By Yevgeny Shrago
The Environmental Protection Agency proposed a rule today that would effectively end the construction of coal-fired power plants in the United States. The rule, known as a new sources performance standard, will limit the carbon dioxide emissions per megawatt of electricity produced to 1000 pounds of carbon dioxide, nearly half the the coal plant average of 1,768, rendering it basically impossible to build a coal power plant without extremely advanced (and probably federally subsidized) scrubbing technology. Nuclear power, natural gas and renewables easily fall below these limits. Although some pundits are skeptical, if the screaming from industry is any indication, this rule will have some teeth, though it will have no effect on current plants or those slated to be finished this year. There are at least three things relating to Congressional obstruction to take away from such an aggressive rule.
First, elections matter. Anyone that sees the Obama Presidency’s first term as a disappointment full of compromises, surrenders to the Republicans, and general betrayal of the President’s election message overestimates the President’s influence over even a friendly Congress and underestimates the true source of presidential power: regulation. An EPA headed by a Democratic appointee can pass such aggressive rules, while an EPA headed by a Republican appointee may try to deny that carbon dioxide can be regulated under the Clean Air Act at all. Such decisions are recapitulated in every policy area and give the President tremendous power in guiding national policy.
Second, the Republicans may have made a huge mistake by refusing to cooperate withvarious centrist cap and trade plans that were put forward in the past. Congressional action, even if it were much milder than what environmentalists demand, would have pulled the Obama administration’s teeth on this topic and cost him the moral high ground. Instead, a second-term Obama, who will likely be clinging to either a tenuous majority in Congress or face a numerically-strengthened opposition, will likely continue using the EPA to do the environmental regulation that America needs. This Obama will know that he has nothing left to gain from cooperation and therefore will probably not hesitate to use the EPA’s considerable regulatory power. Republican obstruction may give us a better environmental policy than their cooperation.

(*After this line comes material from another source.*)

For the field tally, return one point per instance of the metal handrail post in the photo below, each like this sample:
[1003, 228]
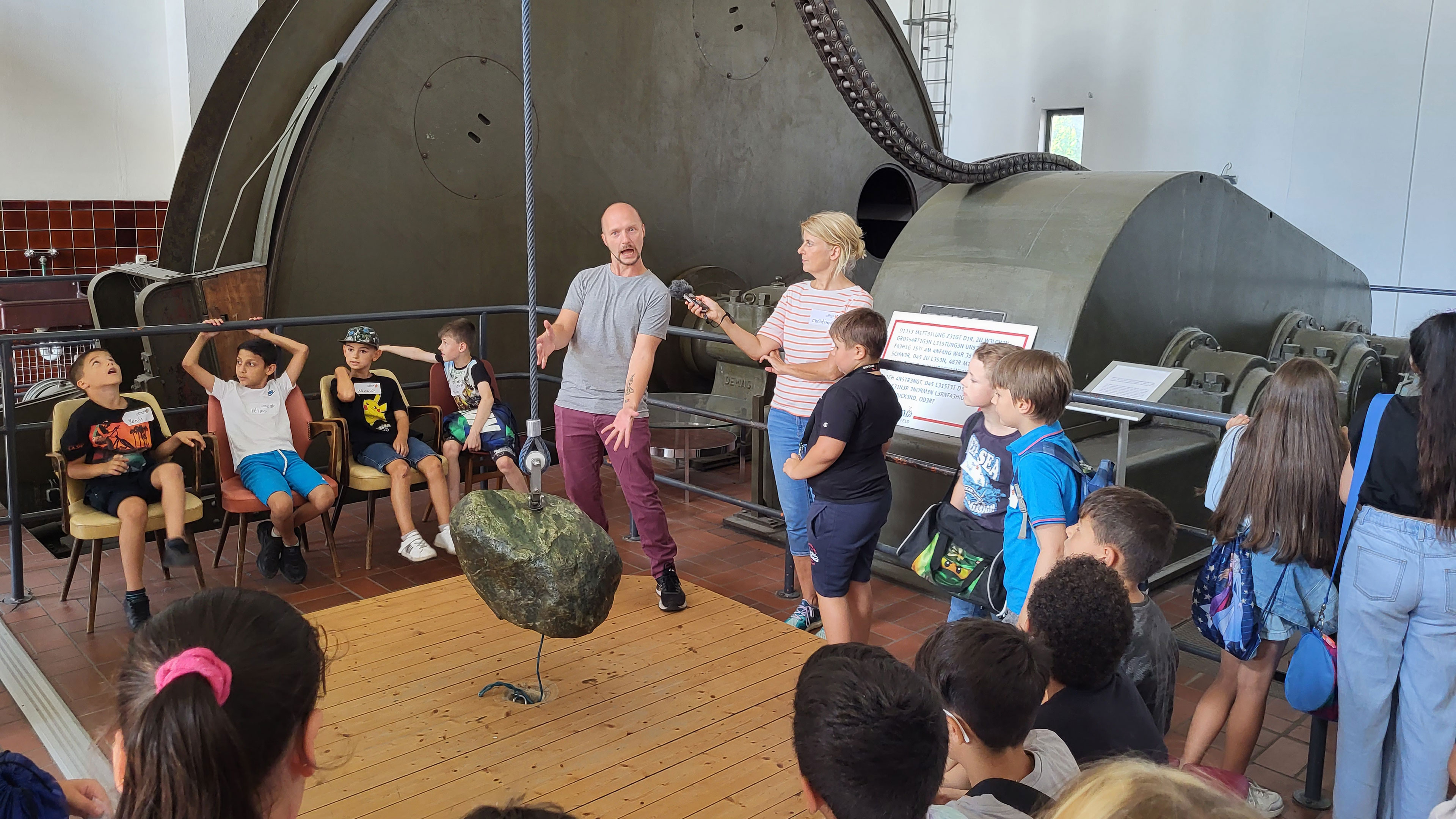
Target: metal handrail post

Third and relatedly, Congressional obstruction leads the President to aggrandize his own power. A bold carbon regime from the EPA will give the administration control over ever larger portions of the economy, one that easily exceeds the nondelegation doctrine concerns that prevented the FDA from classifying tobacco as a drug in FDA v. Brown & Williamson. However, with a decision in Massachusetts v. EPA that carbon dioxide is a pollutant for purposes of the Clean Air Act on the books, the odds are unlikely that the Court will curtail the president’s power. Congress could amend the Clean Air Act, but here the obstruction dynamic is in Obama’s favor: only 41 Senators must support his policies for the amendment to fail, not to mention the potential for Obama to veto the bill and force a showdown. These things are a ratchet: no President will give back the power he holds without a fight. As Jack Goldsmith points out in his book “The Terror Presidency”, albeit in a different context, a compliant Congress often curtails Presidential power more than when the President is acting on his executive prerogative alone. By failing to cooperate, the Republicans may have lost the game on environmental regulation.